For the purposes of superior court jurisdiction under OCGA § 17-7-70, there is no distinction between “capital felonies”, and felonies “punishable by death or life imprisonment”; they have the same meaning. In general parlance, malice murder is a' capital felony. See Hayes v. State, 268 Ga. 809, 813 (7) (493 SE2d 169) (1997). Whether a felony is punishable by death has also been considered to be the determining factor in deciding if a felony is a “capital felony’ within the meaning of OCGA § 17-7-70 itself. Smith v.
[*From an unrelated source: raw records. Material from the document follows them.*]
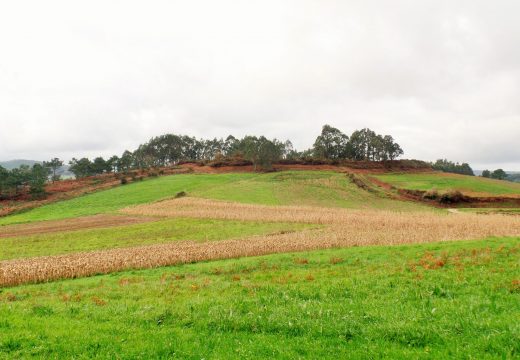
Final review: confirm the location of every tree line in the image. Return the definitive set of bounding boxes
[432,159,475,176]
[481,169,508,180]
[0,163,52,199]
[0,125,403,197]
[65,125,403,178]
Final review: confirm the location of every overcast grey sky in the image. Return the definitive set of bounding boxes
[0,0,520,170]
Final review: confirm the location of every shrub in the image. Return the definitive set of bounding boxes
[439,190,464,204]
[423,190,439,200]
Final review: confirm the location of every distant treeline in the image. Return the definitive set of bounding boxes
[0,125,403,198]
[481,169,508,181]
[65,125,403,178]
[0,163,52,199]
[432,159,475,176]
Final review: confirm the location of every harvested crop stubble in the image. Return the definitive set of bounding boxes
[0,214,156,238]
[0,199,520,286]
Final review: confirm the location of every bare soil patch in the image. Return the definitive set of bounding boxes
[0,214,154,238]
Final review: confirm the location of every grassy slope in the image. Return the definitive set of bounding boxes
[0,219,309,260]
[0,171,426,225]
[0,238,520,359]
[375,173,520,195]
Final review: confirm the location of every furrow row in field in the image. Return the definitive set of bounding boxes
[0,199,520,286]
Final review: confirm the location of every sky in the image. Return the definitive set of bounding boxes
[0,0,520,170]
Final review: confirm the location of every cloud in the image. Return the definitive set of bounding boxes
[0,0,520,169]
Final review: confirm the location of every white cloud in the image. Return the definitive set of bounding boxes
[0,0,520,169]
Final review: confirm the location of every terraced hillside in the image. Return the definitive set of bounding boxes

Wilson, 268 Ga. 38, 39 (1) (485 SE2d 197) (1997).
The State suggests that because it did not seek the death penalty against Weatherbed, he was not charged with a “capital felony’ within the meaning of OCGA § 17-7-70. This Court has previously stated that
“[i]n our view the expression ‘capital felony,’ when used in our law, is merely descriptive of those felonies to which the death penalty is affixed as a punishment under given circumstances to distinguish such felonies from that class in which under no circumstances would death ever be inflicted as a penalty for the violation of the same” [Cit.]
(Emphasis in original.) Collins v. State, 239 Ga. 400, 402 (2) (236 SE2d 759) (1977). This is also the definition that has been used in examining the precursor to OCGA § 17-7-70. See Garmon, supra (deciding that armed robbery is not a “capital felony” within the meaning of the statute as the death penalty could no longer be imposed for this offense).
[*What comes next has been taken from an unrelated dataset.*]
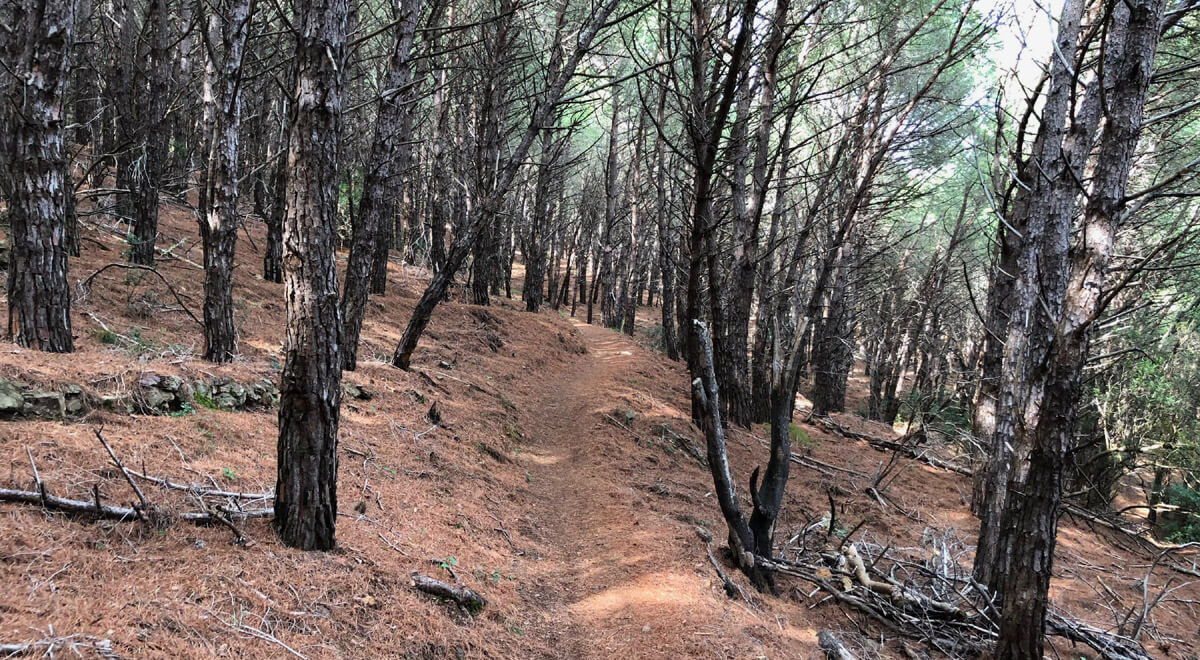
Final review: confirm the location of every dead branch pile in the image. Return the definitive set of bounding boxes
[758,526,1151,660]
[0,428,274,542]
The fact that the State did not seek the death penalty does not take .this case outside the ambit of OCGA § 17-7-70. Under the definition used in Collins, malice murder is a capital felony because it belongs to a class of case in which the death penalty can, under certain circumstances, be imposed. OCGA §§ 16-5-1 (d); 17-10-30 (b). See, e.g., Pruitt v. State, 270 Ga. 745 (514 SE2d 639) (1999). The fact *739that the State has chosen not to pursue the death penalty does not change the class of case to which it belongs. Further, such choice is not dispositive in any event; although the State did not seek the death penalty when Weatherbed was sentenced under the accusation, the death penalty could still be sought in this (or a similar) case, as the State is not necessarily precluded from seeking the death penalty should the defendant be indicted. See Griffin v. State, 266 Ga. 115, 119-120 (3) (464 SE2d 371) (1995).
The State’s argument that Weatherbed freely and voluntarily consented to the procedure and waived his right to indictment, even if true, is irrelevant. Parties cannot, by their consent, confer subject matter jurisdiction on a court that does not otherwise have it. Gray v. Gray, 229 Ga. 460, 461 (192 SE2d 334) (1972).
The case is returned to the superior court for proceedings consistent with this opinion.
Judgment reversed with direction.
All the Justices concur, except Benham, C. J, who concurs specially.The statute discussed in Webb referred to “felony cases other than capital felonies” and “felony cases except those punishable by death or life imprisonment” in separate sentences. This is repeated with little change in the current statute; the exclusion from jurisdiction is stated for “cases involving capital felonies” in OCGA § 17-7-70 (a), with a later reference to “felony cases, except those punishable by death or life imprisonment” in OCGA § 17-7-70 (b).